MORE SPORE: Prostate Cancer Research Thriving
by Will Doss
Moving from bench to bedside in just five years may sound like a daunting task, but the Lurie Cancer Center’s Prostate Cancer SPORE is on track to produce tangible benefits for patients as it enters its fourth year, according to principal investigator William Catalona, PhD, professor of Urology.
“Five years is a tight timeline to bring something from the research bench to a clinical trial,” Catalona says. “But it brings together the clinicians and basic scientists, gets them focused and the ball moving to help patients.”
Out of four current SPORE projects, two are running clinical trials and one is under review by Northwestern University’s Internal Review Board, hoping to improve androgen-receptor therapies or test new targets for advanced prostate cancer treatment.

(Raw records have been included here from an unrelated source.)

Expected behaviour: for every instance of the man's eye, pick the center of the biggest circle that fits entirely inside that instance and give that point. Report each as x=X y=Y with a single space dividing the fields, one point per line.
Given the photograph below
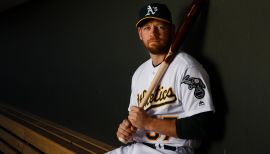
x=161 y=27
x=147 y=28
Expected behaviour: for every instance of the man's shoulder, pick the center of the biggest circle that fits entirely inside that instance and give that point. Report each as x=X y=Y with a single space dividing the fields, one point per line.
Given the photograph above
x=142 y=67
x=185 y=60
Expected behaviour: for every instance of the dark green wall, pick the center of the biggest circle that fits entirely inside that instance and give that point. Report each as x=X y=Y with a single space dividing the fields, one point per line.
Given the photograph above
x=72 y=61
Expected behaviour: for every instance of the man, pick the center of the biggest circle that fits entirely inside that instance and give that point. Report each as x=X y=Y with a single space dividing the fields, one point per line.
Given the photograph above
x=178 y=114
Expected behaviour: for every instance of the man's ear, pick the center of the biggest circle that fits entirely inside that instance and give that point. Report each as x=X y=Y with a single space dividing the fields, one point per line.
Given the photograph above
x=140 y=32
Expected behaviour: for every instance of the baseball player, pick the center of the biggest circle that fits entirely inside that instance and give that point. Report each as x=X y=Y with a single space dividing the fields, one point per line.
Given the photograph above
x=178 y=114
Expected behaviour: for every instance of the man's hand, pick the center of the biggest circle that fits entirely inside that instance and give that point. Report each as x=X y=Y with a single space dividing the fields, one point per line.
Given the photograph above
x=126 y=130
x=139 y=118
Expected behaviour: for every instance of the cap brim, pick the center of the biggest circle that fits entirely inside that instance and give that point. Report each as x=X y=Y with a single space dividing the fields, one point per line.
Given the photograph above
x=137 y=24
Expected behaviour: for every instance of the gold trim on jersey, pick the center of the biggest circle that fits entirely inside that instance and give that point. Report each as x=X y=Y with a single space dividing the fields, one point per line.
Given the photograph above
x=159 y=98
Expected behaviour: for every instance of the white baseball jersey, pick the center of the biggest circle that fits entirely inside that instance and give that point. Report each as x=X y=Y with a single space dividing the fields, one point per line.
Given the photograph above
x=183 y=91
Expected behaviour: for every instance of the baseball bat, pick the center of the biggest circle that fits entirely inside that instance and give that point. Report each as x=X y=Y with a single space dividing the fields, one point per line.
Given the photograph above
x=180 y=35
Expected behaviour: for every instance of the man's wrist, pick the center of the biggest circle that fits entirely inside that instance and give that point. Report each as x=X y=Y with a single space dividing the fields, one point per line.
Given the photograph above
x=150 y=124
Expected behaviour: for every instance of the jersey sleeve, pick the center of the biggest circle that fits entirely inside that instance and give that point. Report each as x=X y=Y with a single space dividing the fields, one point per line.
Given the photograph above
x=194 y=91
x=133 y=97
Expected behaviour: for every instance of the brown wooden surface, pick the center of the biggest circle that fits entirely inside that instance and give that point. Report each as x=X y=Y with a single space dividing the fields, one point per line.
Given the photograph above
x=47 y=136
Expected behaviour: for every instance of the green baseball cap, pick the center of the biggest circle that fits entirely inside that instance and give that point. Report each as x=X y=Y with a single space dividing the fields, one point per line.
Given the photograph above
x=154 y=11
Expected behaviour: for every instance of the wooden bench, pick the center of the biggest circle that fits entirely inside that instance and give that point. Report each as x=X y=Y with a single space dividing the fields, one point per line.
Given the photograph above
x=22 y=132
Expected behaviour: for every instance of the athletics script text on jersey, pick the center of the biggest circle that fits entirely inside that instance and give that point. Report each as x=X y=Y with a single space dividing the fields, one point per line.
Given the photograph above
x=159 y=98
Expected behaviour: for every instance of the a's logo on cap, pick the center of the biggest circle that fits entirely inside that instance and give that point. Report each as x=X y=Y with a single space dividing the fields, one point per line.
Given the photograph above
x=151 y=10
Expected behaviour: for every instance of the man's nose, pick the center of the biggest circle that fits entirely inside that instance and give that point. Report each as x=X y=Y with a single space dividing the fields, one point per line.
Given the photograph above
x=154 y=31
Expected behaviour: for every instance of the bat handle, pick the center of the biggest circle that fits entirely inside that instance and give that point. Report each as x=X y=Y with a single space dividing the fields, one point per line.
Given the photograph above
x=122 y=140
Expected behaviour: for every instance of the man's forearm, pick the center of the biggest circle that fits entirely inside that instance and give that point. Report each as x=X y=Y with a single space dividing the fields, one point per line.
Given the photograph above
x=166 y=127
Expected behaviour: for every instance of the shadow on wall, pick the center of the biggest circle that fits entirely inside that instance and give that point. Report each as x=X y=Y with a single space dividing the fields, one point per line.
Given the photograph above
x=193 y=46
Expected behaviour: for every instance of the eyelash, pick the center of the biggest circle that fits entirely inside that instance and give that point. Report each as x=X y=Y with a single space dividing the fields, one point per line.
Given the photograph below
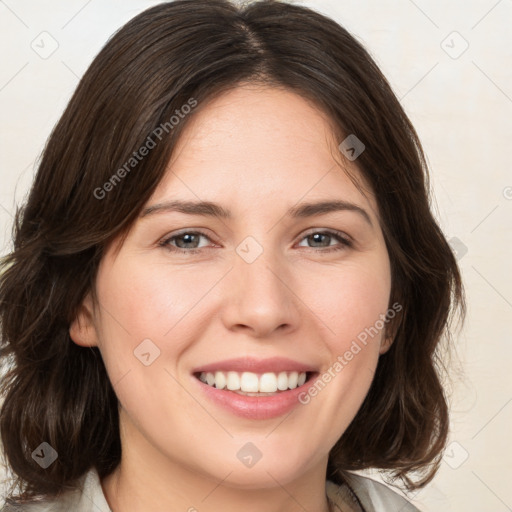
x=341 y=237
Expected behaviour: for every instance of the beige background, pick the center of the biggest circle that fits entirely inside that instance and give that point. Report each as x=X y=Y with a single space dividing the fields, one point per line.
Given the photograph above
x=460 y=101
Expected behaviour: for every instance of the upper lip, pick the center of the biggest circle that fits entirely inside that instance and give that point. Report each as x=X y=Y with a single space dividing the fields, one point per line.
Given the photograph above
x=249 y=364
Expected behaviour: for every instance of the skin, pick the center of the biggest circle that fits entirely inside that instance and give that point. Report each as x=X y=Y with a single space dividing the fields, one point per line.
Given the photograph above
x=257 y=151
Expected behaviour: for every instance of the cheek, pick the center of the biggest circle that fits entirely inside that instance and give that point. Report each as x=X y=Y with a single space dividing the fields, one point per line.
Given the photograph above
x=354 y=302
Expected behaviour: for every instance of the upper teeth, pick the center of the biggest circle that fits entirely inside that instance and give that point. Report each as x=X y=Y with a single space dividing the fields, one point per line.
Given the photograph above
x=253 y=382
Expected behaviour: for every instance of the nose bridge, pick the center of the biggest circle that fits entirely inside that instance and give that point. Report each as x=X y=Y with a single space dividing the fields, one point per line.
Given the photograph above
x=262 y=300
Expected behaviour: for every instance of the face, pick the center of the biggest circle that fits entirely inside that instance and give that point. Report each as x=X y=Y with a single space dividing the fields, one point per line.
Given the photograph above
x=254 y=299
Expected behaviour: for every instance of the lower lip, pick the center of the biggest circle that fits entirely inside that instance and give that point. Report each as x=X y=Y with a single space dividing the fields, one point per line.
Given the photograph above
x=256 y=407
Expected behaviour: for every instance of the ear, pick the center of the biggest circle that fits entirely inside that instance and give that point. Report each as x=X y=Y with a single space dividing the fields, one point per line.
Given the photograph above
x=82 y=329
x=389 y=334
x=386 y=343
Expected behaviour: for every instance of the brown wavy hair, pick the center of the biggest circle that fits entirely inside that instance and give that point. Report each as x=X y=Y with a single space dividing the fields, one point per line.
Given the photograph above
x=57 y=392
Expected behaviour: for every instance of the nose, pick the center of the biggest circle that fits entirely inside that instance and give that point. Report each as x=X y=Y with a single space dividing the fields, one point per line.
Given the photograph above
x=260 y=299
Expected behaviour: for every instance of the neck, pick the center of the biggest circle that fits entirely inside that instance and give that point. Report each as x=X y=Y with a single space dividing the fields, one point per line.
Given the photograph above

The fourth project, run by Catalona, is currently genotyping DNA samples from over 6,000 patients who are undergoing active surveillance, looking for patterns in genetic variants that can cause active surveillance to fail.
Key to these efforts has been the recruitment of expert clinical trialists, urological oncologists and basic scientists.
“We’ve strengthened our clinical trial portfolio, especially in designing and administering trials based on science that’s come out of Northwestern,” Catalona says.
In addition, several pilot projects led by Prostate Cancer SPORE scientists have sprouted into fully fledged investigations, spurring additional investment into Northwestern Medicine science, including four Challenge Awards from the Prostate Cancer Foundation.
“The reason these SPOREs are successful is because the institution has recruited the scientists, clinicians and pathologists,” Catalona says. “I think by the time our five years is up, we can possibly have several new treatments for prostate cancer that didn’t exist before our SPORE.”